At first the boys talked and the girls listened. But gradually the bits of fancy work were laid aside, the girls joined in the conversation, while eyes shone bright and faces glowed with anticipation of what the autumn held in store for them.
And while Laura and Violet and the two boys were talking happily and all at once, Teddy took the opportunity to whisper in Billie's ear:
"I suppose, being a young lady with a large fortune," he said teasingly, delighting in the color that rose to her face, "you won't find time to recognize your old friends any more."
And with a dimpling smile and mischief in her eyes Billie answered him.
"Of course not," she said, adding a trifle more seriously: "Except only the friends who stood by me so loyally and offered to help when I had no 'large fortune,'"
"And are you going to tell me," asked Teddy eagerly, "the names of those favored friends? I know I didn't do anything, Billie, but am I one of them?"
"Your name," said Billie, half laughing and half serious, "is at the very head of the list."
"Do you really mean—" Teddy was beginning eagerly, when Laura called to them laughingly.
"Whispering in corners not allowed," she cried. "Come over here and help us decide what we'll eat for our first midnight feast at Three Towers Hall.
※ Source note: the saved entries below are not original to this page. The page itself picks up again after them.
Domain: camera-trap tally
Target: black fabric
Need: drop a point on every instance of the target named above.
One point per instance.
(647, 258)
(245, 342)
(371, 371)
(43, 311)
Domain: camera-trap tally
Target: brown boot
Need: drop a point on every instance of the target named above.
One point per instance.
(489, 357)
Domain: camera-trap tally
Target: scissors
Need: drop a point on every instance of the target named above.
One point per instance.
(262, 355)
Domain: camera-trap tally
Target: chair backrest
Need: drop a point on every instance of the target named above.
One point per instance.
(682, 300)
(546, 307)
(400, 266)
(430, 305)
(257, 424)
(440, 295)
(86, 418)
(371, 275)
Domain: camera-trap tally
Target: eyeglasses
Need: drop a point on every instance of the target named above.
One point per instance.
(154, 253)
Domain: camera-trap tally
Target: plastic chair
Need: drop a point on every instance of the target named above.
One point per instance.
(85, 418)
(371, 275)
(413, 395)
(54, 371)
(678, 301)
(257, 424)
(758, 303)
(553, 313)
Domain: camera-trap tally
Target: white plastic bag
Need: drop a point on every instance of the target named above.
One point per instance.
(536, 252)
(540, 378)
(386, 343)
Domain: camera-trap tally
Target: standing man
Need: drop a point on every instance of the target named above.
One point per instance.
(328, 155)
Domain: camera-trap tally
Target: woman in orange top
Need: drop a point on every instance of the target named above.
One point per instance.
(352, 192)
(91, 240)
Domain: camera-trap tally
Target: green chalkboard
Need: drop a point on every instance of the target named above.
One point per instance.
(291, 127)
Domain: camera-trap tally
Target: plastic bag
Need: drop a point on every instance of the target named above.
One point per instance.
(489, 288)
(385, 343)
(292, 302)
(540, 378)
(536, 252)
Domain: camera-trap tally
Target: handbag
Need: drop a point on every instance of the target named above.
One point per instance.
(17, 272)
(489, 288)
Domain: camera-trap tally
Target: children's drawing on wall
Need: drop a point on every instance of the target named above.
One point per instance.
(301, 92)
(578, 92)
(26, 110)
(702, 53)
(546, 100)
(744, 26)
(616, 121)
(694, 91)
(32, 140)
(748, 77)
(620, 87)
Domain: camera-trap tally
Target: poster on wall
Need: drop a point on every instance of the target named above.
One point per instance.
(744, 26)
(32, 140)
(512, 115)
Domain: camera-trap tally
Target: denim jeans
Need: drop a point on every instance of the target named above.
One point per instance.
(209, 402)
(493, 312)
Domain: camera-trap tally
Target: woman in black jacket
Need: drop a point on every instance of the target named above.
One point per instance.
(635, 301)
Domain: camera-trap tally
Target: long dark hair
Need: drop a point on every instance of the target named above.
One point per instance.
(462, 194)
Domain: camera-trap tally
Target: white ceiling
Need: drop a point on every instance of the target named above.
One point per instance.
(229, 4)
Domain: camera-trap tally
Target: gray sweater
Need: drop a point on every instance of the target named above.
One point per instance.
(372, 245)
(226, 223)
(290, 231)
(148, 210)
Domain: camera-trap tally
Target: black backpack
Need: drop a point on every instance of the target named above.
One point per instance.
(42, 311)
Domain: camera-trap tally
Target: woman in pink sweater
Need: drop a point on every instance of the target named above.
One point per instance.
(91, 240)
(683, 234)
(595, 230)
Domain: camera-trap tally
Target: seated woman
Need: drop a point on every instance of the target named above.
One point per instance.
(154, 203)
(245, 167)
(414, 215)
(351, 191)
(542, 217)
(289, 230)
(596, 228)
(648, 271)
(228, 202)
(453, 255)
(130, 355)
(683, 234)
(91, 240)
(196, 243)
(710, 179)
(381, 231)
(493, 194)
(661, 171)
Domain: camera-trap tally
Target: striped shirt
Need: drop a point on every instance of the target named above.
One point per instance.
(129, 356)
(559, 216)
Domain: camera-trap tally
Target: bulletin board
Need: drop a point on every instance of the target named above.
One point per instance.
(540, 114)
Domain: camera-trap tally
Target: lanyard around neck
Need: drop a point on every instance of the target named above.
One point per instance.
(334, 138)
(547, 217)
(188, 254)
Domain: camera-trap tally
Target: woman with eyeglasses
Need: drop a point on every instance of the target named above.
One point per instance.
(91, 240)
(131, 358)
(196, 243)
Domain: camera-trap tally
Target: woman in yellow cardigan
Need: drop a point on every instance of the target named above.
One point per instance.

We must have midnight feasts, you know."
"Of course we must," cried Billie joyfully. "Doesn't it sound delicious?
Oh, we're going to have a wonderful time!"
And just how wonderful a time they had and just how merry and fun-loving they found the girls at the boarding school will be told in the next volume of the series entitled, "Billie Bradley at Three Towers Hall; or, Leading a Needed Rebellion." In that volume may be met the girls and the boys again in adventures as queer and exciting as those already experienced.
"Well, Billie, you can't complain of your inheritance after all," said
Chet some time later.
"Indeed not!" she answered. "Wasn't it the best ever?"